Hundreds of rural hospitals face closure, report finds, though shared risk could save many
Organizations need to find ways to increase collections on the front end, revise charity policies and contract for shared risk to stay solvent.
Fifty rural hospitals in the United States have closed since 2010 and hundreds more are vulnerable to closing, according to a new report from iVantage Health Analytics.
The report also shows 35 percent of rural hospitals are operating at a loss.
The pace of rural hospital closures has accelerated since 2010, and most of those closures have been in the South and Midwest, according to data from the National Rural Health Association. Another 283 rural hospitals in 39 states are vulnerable to closure based on their performance on 60 performance metrics, the report stated.

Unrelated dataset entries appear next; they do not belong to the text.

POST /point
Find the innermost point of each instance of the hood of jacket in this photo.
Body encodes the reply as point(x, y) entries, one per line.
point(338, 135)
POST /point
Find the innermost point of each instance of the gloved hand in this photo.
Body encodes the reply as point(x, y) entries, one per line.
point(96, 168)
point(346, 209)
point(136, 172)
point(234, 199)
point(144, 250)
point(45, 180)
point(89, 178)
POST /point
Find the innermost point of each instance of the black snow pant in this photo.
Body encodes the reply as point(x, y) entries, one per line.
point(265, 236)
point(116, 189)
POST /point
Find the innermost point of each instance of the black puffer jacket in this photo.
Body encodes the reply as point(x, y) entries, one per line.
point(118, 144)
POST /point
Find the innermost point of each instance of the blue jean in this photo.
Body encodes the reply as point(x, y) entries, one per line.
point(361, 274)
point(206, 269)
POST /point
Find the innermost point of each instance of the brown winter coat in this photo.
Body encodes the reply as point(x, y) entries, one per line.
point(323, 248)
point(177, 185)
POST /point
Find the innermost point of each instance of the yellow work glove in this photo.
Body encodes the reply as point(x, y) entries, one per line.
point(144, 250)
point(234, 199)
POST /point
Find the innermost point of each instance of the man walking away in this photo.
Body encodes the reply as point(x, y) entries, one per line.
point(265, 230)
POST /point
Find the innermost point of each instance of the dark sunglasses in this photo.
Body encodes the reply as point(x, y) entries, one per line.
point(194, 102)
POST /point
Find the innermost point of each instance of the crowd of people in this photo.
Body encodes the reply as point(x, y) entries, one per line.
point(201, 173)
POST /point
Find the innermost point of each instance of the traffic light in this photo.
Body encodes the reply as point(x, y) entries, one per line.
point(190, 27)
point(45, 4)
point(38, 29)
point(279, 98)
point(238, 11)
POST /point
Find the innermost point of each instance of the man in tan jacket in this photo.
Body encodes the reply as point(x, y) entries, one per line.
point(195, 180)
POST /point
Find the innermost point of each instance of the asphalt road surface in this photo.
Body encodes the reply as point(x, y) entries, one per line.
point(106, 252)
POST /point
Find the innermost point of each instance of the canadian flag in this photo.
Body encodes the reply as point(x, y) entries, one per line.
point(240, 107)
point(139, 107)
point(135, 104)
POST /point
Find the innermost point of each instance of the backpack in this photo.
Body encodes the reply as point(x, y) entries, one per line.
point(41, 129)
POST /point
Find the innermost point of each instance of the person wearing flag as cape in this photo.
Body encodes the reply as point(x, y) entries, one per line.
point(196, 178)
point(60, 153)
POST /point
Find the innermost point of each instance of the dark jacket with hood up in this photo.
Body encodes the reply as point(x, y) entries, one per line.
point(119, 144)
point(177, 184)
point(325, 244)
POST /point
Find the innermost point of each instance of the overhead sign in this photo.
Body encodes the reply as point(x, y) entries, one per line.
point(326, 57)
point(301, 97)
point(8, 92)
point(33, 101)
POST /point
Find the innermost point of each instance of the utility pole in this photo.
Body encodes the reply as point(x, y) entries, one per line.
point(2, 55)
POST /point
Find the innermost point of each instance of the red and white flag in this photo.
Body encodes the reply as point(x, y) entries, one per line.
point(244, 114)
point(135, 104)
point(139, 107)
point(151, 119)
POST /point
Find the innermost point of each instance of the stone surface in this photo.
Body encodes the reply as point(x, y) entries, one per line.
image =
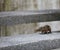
point(12, 18)
point(31, 42)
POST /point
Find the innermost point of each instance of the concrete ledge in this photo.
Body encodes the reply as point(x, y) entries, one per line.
point(31, 42)
point(14, 17)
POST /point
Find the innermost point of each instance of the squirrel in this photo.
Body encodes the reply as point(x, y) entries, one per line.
point(45, 29)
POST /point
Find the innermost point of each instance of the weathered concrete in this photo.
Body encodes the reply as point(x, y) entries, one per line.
point(12, 18)
point(31, 42)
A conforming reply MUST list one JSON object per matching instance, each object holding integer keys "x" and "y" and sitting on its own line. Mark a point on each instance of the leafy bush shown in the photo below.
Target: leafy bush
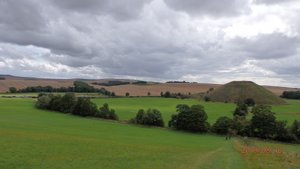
{"x": 190, "y": 118}
{"x": 67, "y": 103}
{"x": 249, "y": 102}
{"x": 222, "y": 125}
{"x": 84, "y": 107}
{"x": 106, "y": 113}
{"x": 13, "y": 90}
{"x": 241, "y": 109}
{"x": 43, "y": 101}
{"x": 263, "y": 122}
{"x": 152, "y": 118}
{"x": 295, "y": 129}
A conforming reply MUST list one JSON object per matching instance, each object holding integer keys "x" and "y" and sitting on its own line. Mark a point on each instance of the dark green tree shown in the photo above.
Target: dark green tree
{"x": 263, "y": 122}
{"x": 84, "y": 107}
{"x": 152, "y": 117}
{"x": 68, "y": 102}
{"x": 106, "y": 113}
{"x": 13, "y": 90}
{"x": 222, "y": 125}
{"x": 190, "y": 118}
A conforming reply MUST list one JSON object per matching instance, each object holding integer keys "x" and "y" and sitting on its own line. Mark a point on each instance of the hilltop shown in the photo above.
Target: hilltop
{"x": 142, "y": 89}
{"x": 240, "y": 90}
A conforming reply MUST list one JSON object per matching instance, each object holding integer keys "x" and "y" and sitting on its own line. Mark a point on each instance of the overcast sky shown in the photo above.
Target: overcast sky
{"x": 210, "y": 41}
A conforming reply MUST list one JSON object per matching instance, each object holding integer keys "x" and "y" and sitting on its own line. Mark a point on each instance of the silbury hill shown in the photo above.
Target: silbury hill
{"x": 241, "y": 90}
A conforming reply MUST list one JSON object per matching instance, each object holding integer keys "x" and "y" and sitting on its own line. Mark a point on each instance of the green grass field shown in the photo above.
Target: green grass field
{"x": 34, "y": 139}
{"x": 126, "y": 108}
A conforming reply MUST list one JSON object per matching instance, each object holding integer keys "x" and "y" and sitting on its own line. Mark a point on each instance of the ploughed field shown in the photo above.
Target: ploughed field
{"x": 33, "y": 138}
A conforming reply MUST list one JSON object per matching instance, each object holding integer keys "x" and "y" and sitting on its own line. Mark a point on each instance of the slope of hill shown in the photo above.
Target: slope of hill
{"x": 240, "y": 90}
{"x": 7, "y": 81}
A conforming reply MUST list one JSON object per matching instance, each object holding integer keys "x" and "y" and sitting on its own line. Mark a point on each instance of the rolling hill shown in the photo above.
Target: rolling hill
{"x": 240, "y": 90}
{"x": 7, "y": 81}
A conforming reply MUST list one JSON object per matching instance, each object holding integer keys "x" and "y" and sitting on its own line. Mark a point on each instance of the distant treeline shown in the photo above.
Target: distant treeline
{"x": 262, "y": 123}
{"x": 117, "y": 83}
{"x": 79, "y": 87}
{"x": 177, "y": 82}
{"x": 77, "y": 106}
{"x": 291, "y": 94}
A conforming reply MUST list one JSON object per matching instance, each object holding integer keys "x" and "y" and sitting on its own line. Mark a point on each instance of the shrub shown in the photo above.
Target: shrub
{"x": 67, "y": 103}
{"x": 43, "y": 101}
{"x": 190, "y": 119}
{"x": 295, "y": 129}
{"x": 263, "y": 122}
{"x": 55, "y": 102}
{"x": 106, "y": 113}
{"x": 249, "y": 102}
{"x": 13, "y": 90}
{"x": 152, "y": 117}
{"x": 222, "y": 125}
{"x": 241, "y": 109}
{"x": 84, "y": 107}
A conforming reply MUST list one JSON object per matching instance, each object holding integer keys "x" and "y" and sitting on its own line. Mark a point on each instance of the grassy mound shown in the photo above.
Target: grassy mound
{"x": 240, "y": 90}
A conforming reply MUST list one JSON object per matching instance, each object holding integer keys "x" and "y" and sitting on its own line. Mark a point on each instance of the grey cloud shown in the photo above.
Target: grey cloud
{"x": 273, "y": 1}
{"x": 122, "y": 10}
{"x": 267, "y": 46}
{"x": 21, "y": 15}
{"x": 214, "y": 8}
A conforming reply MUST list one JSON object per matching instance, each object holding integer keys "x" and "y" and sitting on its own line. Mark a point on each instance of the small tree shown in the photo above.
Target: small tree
{"x": 167, "y": 94}
{"x": 295, "y": 129}
{"x": 241, "y": 109}
{"x": 68, "y": 102}
{"x": 190, "y": 118}
{"x": 84, "y": 107}
{"x": 106, "y": 113}
{"x": 263, "y": 122}
{"x": 43, "y": 101}
{"x": 152, "y": 117}
{"x": 13, "y": 90}
{"x": 249, "y": 102}
{"x": 222, "y": 125}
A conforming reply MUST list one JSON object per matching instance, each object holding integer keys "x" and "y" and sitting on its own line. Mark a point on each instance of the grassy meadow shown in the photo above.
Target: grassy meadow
{"x": 32, "y": 138}
{"x": 127, "y": 108}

While the report acknowledges that urban hospitals are closing at a similar rate to rural facilities, those closings are not creating the “medical deserts” that closures in rural areas do, according to a Department of Health and Human Services description.
[Also: 45 rural hospitals losing critical access status, must reapply]

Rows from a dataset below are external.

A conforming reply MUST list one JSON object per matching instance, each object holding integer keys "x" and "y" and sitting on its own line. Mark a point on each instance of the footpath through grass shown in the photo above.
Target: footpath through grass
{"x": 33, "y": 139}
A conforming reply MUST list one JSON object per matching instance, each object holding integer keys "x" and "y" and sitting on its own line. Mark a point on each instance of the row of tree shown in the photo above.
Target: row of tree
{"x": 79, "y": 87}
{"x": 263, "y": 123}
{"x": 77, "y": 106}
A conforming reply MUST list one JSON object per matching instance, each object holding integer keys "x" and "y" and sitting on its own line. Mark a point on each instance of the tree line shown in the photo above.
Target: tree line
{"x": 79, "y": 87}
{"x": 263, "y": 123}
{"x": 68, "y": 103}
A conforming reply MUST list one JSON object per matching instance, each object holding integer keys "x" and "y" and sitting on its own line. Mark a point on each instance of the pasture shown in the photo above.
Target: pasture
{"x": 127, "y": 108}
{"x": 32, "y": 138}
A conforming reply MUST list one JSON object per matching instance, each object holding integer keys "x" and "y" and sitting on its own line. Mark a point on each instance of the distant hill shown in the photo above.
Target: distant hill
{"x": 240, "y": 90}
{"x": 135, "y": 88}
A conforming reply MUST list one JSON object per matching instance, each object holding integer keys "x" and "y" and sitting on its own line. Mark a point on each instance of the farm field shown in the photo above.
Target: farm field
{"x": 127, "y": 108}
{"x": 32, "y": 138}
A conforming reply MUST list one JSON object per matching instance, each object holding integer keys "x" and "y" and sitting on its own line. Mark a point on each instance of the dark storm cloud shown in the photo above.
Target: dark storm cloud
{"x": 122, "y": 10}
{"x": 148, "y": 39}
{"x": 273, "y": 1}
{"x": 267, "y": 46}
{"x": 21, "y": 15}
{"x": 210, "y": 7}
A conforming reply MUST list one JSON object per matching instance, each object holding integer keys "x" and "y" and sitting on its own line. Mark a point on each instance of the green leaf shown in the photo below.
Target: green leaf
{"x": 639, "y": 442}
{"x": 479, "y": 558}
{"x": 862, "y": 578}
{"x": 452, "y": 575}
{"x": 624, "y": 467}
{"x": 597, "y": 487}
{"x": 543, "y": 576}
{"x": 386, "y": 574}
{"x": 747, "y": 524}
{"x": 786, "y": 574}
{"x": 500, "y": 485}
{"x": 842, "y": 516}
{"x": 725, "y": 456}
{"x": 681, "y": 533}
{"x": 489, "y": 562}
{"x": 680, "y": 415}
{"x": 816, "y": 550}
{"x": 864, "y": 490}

According to iVantage, a healthcare analytics vendor that publishes reports on the financial health of providers, hospital finance executives in these struggling rural facilities need to find ways to improve to stay solvent. For example, organizations need to find ways to increase collections on the front end, revise charity policies, drop pricing on profitable procedures, contract for shared risk, integrate to centralize finance functions, update supply chain costs, standardize care and improve clinical documentation.
Contracting for shared risk might be the hardest goal to attain. An estimated 75 percent of providers are expected to implement total cost of care contracts by 2017, according to the Advisory Board, but these contracts won’t generate additional revenue in the short term for most.
As the Affordable Care Act is driving the industry toward risk, this success is crucial, according to the Advisory Board.
The shortage of primary care physicians in rural areas also needs to be addressed, according to HHS. In rural areas, there are about 68 primary care physicians per 100,000 residents, compared with 84 in more urban areas. In five counties in Kansas, there are no primary care physicians at all.
The report also found that hospitals in states that did not expand Medicaid were more vulnerable to closure. Specifically 8.5 percent of rural hospitals in states that expanded Medicaid were considered vulnerable to closure compared to 16.5 percent of rural hospitals in states that did not expand Medicaid.
[Also: See where states stand on the Medicaid expansion]
The report is based on the iVantage's hospital strength index, which assess a hospital's financial stability, patients, and quality indicators.
According to the report, the closure of the 283 vulnerable rural hospitals would mean the loss of 86,000 jobs, resulting in an estimated $10.6 billion loss to the country's GDP. Also, 700,000 Medicare beneficiaries would need to travel further to obtain care is they close.